En toile de fond pourtant, « c’est un véritable harcèlement de la préfecture depuis quatre ans » , affirme Jean-Noël Etcheverry, coordinateur de la fondation Manu Robles Aranguiz Fundazioa, soutien d’EHLG. La pression débute dès 2005 par des courriers d’intimidation aux maires qui appuient la création de cette structure « illégale ». Puis les donateurs sont avertis qu’ils ne bénéficieront pas de déduction fiscale – l’administration sera désavouée par la justice. Crédits coupés, subventions municipales attaquées en justice, pression sur des organismes publics pour qu’ils renoncent à collaborer avec l’association…
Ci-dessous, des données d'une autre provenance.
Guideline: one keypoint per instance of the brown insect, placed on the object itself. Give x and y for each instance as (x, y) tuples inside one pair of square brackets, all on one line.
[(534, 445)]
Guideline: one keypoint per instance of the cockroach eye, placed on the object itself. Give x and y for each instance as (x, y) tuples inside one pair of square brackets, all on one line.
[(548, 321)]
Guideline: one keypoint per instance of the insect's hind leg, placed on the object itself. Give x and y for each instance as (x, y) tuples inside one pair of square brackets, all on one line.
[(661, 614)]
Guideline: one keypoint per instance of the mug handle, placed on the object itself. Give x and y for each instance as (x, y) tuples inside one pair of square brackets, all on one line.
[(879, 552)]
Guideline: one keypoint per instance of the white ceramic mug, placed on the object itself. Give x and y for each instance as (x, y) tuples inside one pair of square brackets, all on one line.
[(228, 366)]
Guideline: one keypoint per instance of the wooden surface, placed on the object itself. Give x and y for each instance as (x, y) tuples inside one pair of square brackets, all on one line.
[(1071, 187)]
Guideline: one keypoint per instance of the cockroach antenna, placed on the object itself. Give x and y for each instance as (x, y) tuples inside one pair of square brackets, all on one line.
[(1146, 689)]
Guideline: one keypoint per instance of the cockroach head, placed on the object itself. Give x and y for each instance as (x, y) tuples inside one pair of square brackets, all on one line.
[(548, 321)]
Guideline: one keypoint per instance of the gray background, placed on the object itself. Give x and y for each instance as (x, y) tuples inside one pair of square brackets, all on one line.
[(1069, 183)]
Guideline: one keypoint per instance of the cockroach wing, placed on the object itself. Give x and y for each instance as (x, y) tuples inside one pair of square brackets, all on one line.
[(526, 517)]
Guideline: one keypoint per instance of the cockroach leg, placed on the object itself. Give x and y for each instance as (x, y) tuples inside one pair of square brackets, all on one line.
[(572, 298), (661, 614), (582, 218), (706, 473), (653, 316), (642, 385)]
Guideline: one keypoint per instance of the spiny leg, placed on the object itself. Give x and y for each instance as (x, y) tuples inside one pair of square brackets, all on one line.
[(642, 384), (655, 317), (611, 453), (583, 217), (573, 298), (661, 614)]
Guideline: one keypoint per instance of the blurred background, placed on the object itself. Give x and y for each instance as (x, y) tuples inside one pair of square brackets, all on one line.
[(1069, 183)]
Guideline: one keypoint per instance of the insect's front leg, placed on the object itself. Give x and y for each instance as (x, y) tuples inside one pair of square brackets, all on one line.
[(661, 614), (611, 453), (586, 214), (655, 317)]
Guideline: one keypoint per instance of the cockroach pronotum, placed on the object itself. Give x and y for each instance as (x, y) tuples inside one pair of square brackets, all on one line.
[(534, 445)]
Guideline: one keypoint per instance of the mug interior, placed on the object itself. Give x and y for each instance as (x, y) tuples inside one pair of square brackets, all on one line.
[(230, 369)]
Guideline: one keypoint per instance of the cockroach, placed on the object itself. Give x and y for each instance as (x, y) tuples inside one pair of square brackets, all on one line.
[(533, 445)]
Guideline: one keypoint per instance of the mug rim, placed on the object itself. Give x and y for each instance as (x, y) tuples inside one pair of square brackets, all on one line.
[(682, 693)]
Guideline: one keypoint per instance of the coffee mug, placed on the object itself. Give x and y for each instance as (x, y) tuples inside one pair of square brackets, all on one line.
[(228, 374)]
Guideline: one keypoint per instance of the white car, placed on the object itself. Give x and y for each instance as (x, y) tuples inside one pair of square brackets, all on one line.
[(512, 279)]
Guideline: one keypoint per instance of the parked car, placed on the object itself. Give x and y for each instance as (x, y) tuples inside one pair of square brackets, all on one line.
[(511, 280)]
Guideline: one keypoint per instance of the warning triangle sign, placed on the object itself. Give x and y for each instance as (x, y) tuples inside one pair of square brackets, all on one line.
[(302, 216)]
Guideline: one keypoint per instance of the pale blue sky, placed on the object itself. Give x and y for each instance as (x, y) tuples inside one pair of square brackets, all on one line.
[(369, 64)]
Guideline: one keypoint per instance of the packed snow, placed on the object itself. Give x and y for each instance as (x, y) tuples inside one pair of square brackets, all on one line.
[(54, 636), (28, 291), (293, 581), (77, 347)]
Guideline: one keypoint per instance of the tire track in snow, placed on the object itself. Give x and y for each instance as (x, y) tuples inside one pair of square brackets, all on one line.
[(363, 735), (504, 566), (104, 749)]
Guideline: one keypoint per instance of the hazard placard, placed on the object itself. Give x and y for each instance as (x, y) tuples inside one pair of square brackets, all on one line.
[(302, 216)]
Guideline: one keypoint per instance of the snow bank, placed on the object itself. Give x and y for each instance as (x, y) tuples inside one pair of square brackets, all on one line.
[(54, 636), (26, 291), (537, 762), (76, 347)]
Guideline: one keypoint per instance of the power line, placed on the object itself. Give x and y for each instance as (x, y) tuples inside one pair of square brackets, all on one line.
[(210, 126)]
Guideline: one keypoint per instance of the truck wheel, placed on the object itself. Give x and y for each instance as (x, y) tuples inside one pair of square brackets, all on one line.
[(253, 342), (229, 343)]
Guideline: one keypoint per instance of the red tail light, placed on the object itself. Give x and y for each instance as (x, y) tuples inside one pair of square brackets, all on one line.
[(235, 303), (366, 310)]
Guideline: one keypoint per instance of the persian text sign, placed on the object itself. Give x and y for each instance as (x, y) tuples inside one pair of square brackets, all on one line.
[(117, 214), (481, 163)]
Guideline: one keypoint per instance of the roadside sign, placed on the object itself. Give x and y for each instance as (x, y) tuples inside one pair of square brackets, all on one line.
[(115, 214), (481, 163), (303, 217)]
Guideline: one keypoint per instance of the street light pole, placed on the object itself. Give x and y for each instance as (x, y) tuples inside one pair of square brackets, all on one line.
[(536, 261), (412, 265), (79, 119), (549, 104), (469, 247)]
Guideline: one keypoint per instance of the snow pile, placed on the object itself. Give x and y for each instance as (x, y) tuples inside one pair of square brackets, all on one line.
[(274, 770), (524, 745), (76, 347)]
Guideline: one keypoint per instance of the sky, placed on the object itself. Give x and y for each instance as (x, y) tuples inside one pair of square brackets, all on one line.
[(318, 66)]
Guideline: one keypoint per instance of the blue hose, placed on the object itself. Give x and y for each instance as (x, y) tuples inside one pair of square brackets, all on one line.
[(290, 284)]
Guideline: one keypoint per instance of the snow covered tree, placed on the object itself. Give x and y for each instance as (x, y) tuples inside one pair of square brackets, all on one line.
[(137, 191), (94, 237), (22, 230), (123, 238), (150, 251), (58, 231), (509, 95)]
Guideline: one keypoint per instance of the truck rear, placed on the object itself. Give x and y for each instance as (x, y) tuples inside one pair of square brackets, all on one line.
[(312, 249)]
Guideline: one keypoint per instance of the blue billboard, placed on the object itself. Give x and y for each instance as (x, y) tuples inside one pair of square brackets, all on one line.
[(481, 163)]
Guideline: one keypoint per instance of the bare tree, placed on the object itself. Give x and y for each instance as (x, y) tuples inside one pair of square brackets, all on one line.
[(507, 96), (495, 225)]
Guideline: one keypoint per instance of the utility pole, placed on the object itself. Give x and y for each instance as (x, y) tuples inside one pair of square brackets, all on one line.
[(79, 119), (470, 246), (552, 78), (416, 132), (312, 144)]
Quelques semaines avant le procès, le vent a pourtant commencé à tourner, si l’on en croit certains signaux politiques : c’est le conseil régional de l’Aquitaine qui vote en novembre dernier, à l’unanimité et malgré la pression préfectorale, une subvention de 96 000 euros pour EHLG, ou encore Jean-Jacques Lasserre, notable MoDem des Pyrénées-Atlantiques, qui fustige la présence de la chambre d’agriculture de Pau sur le banc des parties civiles au procès du 29 janvier. À Ainhice-Mongelos, on a vite compris la puissance mobilisatrice que pouvait déclencher une assignation dont le versant ubuesque est perceptible par tous. « La préfecture s’imagine peut-être que nous allons céder : elle ne comprend manifestement pas comment nous fonctionnons, sourit Michel Berhocoirigoin. Alors, ira-t-elle jusqu’à interdire une association qui œuvre pacifiquement au développement durable du Pays basque, et démanteler tout le travail accompli ? Injustifiable… » En lieu et place de l’imbroglio prévisible, EHLG tient une solution de sortie, qu’elle estime gagnante pour l’État : la création officielle d’une chambre d’agriculture du Pays basque. « Nous avons commandé une étude juridique, explique Jean-Noël Etcheverry. *En fait, rien n’interdit qu’il en existe deux dans un département, il suffit d’un décret du Premier ministre… »

[^2]: Créée en 2002 par 110 associations et organisations locales.